Firstly, in retrospect, this is a vital book as it allows us to look inside the minds of a cosmopolitan collection of people; an Italian Liberal, a Jew turned Jesuit, a doctor, and a seductive Russian woman. Their occupation is constant discussion.
Their conversational exploration reveals disturbing aspects of the pre-First-World-War society, and perhaps a sick Europe.
The characters, uneasy with the ‘emerging modernity’, torn between noisy ideologies.

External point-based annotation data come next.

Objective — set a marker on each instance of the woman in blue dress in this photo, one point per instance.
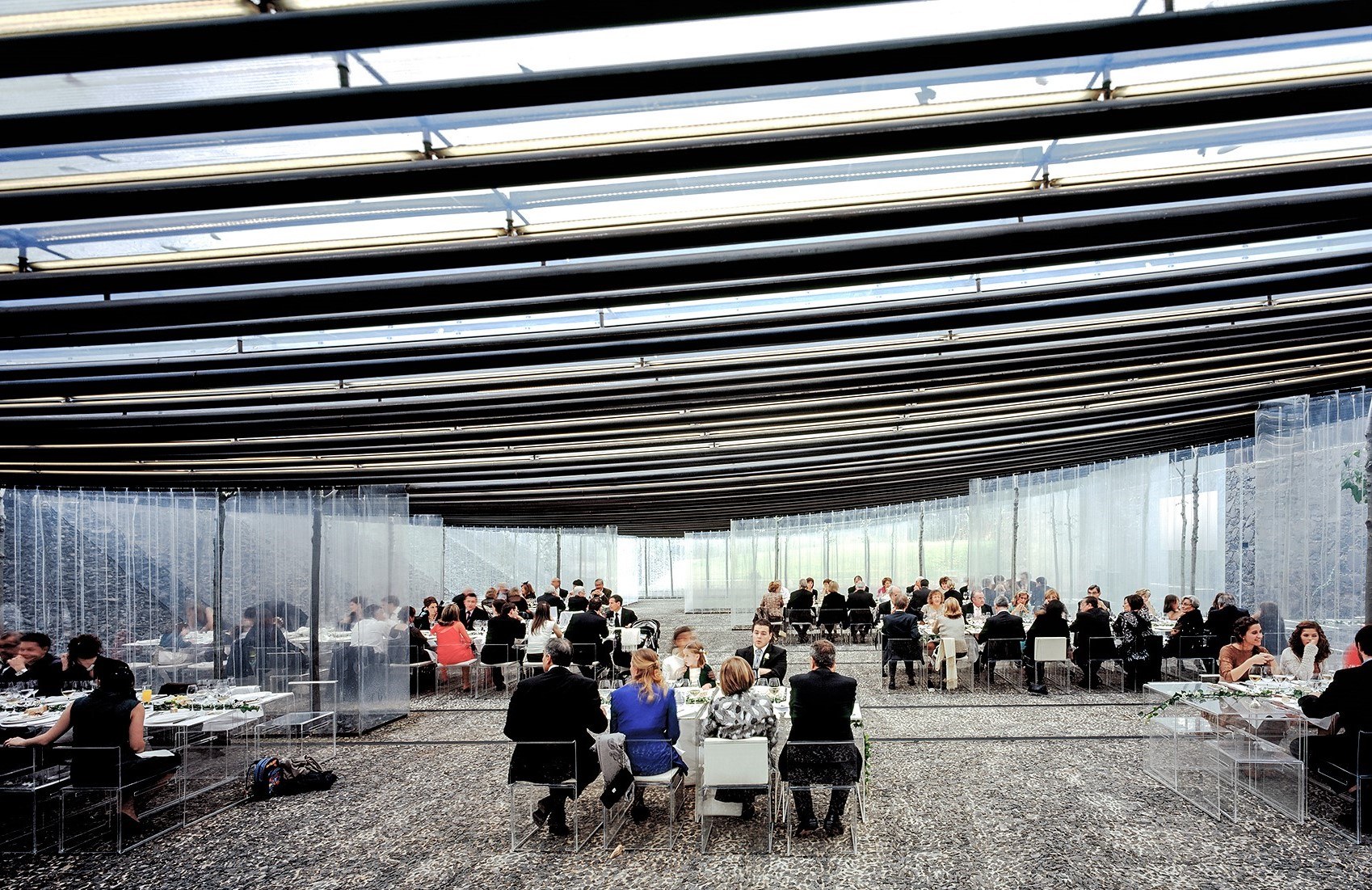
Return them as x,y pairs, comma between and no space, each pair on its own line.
645,711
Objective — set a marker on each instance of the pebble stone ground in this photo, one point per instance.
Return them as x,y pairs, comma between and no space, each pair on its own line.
973,789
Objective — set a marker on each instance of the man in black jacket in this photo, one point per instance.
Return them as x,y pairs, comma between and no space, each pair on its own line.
587,632
1349,697
471,613
554,707
766,660
821,746
35,664
1092,642
900,634
1000,638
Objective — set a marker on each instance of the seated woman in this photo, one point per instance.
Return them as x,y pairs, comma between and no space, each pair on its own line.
951,626
1134,628
697,672
933,607
675,664
110,717
645,711
501,634
739,711
833,607
772,603
1172,607
1309,648
540,632
1187,638
1236,660
454,644
1050,622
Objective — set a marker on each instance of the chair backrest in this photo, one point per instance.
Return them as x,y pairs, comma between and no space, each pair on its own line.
1050,648
734,761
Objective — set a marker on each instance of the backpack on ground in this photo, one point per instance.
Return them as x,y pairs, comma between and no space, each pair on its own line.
280,776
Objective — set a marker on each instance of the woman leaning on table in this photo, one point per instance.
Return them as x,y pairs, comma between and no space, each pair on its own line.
1236,660
110,717
740,711
1309,648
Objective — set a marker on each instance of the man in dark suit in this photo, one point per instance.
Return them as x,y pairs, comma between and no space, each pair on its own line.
821,746
35,664
619,617
471,613
1000,638
900,632
1092,642
586,634
1349,697
766,658
554,707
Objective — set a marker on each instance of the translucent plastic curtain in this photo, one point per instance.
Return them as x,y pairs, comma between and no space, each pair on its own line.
707,555
482,556
1311,508
124,565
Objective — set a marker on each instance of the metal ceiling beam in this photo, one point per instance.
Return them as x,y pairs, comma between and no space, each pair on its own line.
790,265
664,77
681,157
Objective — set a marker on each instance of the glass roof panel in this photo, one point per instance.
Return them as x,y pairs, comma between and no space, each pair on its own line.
682,310
686,114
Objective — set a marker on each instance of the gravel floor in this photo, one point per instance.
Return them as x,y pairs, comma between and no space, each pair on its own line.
967,789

Temperaments, philosophies, and arguments that reflect bourgeois intellectual life, in the early 20th century, in the clashing wake of Hegel, Marx, Weber and Freud.
The book was written before and after WW1 and underlines the sense of encroaching conflicts and, more importantly, how far to confront or appease the aggressor.

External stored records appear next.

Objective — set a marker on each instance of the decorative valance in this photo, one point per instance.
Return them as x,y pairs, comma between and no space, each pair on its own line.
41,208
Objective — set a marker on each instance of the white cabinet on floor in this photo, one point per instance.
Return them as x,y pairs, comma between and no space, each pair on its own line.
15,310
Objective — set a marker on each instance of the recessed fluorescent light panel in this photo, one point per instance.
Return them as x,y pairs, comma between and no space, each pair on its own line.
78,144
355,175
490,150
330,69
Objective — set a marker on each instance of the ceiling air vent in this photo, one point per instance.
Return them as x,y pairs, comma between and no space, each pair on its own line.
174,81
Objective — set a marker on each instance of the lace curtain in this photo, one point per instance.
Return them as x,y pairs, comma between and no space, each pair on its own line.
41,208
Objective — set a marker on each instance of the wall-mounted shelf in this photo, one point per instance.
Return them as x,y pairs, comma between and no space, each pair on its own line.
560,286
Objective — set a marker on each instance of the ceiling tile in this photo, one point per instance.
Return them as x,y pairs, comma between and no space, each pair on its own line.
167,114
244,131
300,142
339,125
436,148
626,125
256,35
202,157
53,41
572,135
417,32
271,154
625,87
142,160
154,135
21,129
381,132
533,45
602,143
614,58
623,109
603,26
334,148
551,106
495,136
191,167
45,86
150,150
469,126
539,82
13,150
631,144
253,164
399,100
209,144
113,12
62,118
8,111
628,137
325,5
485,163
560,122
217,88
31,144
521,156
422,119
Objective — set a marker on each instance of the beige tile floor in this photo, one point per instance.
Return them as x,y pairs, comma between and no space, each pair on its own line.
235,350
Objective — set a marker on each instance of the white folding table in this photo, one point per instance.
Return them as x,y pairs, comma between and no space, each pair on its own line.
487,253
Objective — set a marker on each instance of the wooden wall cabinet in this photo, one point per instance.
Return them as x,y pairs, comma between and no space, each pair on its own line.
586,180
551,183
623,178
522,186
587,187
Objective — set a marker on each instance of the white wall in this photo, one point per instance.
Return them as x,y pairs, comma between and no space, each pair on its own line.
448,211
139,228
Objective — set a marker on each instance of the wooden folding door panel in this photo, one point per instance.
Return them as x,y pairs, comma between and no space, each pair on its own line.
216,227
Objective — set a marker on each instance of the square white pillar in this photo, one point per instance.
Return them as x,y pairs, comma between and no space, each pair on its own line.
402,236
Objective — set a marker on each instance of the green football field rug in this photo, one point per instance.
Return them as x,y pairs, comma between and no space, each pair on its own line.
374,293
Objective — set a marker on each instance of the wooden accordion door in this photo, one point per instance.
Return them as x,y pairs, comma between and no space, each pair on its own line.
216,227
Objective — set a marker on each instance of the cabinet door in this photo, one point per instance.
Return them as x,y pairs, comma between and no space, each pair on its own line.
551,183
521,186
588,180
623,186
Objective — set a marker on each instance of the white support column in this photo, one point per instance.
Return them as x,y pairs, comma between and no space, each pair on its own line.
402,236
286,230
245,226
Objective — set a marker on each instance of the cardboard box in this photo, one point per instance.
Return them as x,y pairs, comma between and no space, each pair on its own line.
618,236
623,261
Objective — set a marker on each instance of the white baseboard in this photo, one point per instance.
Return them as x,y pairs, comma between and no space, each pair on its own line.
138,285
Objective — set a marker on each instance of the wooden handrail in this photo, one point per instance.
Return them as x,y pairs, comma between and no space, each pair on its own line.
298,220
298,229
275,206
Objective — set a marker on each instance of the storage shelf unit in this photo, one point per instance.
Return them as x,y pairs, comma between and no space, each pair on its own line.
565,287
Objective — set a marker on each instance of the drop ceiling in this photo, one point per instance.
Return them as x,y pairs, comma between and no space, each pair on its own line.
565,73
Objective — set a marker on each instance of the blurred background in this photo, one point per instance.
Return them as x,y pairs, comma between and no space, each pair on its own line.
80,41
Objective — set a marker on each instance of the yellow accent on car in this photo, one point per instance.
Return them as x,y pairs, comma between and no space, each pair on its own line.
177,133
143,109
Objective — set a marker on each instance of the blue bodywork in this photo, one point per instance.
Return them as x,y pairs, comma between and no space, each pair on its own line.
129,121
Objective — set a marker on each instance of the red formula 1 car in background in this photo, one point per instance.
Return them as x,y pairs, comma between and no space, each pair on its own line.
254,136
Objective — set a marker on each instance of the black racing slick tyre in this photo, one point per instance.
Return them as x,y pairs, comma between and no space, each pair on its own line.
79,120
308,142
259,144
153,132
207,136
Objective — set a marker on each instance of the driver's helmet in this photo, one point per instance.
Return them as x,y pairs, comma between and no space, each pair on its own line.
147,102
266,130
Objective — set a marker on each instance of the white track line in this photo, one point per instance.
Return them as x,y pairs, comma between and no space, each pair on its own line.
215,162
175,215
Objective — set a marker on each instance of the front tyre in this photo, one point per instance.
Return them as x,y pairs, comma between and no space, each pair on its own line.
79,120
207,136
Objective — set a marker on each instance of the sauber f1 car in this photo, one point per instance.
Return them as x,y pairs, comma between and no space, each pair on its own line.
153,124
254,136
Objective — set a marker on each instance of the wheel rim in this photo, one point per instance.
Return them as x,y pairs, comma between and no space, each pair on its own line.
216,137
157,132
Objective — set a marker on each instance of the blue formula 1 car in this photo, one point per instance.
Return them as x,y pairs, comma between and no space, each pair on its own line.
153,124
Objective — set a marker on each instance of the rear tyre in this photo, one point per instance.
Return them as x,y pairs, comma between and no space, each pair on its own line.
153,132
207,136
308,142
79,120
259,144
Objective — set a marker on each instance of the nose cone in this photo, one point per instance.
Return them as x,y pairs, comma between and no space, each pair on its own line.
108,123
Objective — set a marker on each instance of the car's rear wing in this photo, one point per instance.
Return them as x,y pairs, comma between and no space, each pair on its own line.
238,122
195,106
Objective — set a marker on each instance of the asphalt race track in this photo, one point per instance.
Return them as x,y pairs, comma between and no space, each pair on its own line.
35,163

Secondly, now one hundred years later, with the world again in turmoil; this brutal assault by Russia on neighbouring Ukraine, resulting in a war of attrition resembling the bloody grind of the First World War, causing again divisions in Europe, once again conflicted on how far to confront or appease the aggressor.
Even here, in far-away Australia in 2024, it is easy to conclude that the international political settings are even worse than one hundred years ago.
Now, we have the continuing theatrics of well-financed Islamic barbarism, resulting in the Israel-Hamas conflict and the rise of the Axis of Autocrats (the term used by Rebecca Weisser – Quadrant Editor) – the CRINKS; China, Russia, Iran, North Korea.
Yes, there is much in Magic Mountain for us to consider, again in 2024 – 25, even if it is simply to highlight the huge price we will be forced to pay unless we (yes all of us) shake loose from the debilitating disease of appeasement.
P.S.
Whilst Magic Mountain is described as a literary masterpiece, it could equally be described as a plodding challenge of fatigue, due to the lack of sparkling wit.
However, linking Davos, the town where he wrote his masterpiece, together with Mann’s 30-page description of Snow and Snowstorms, contains an element of irony.
In Davos, the World Economic Forum (WEF) continues to escalate the Climate Crisis as they (the elites) tap into unlimited taxpayer funds to ‘tackle the climate crisis’. The Snow / Snowstorm chapter of the book presents a strong case in favour of adding a few degrees to our world’s temperature.
Thank you for reading.
Ron Manners AO
(1) The poet who once said, “We are all here on earth to help others; what on earth the others are here for I don’t know!”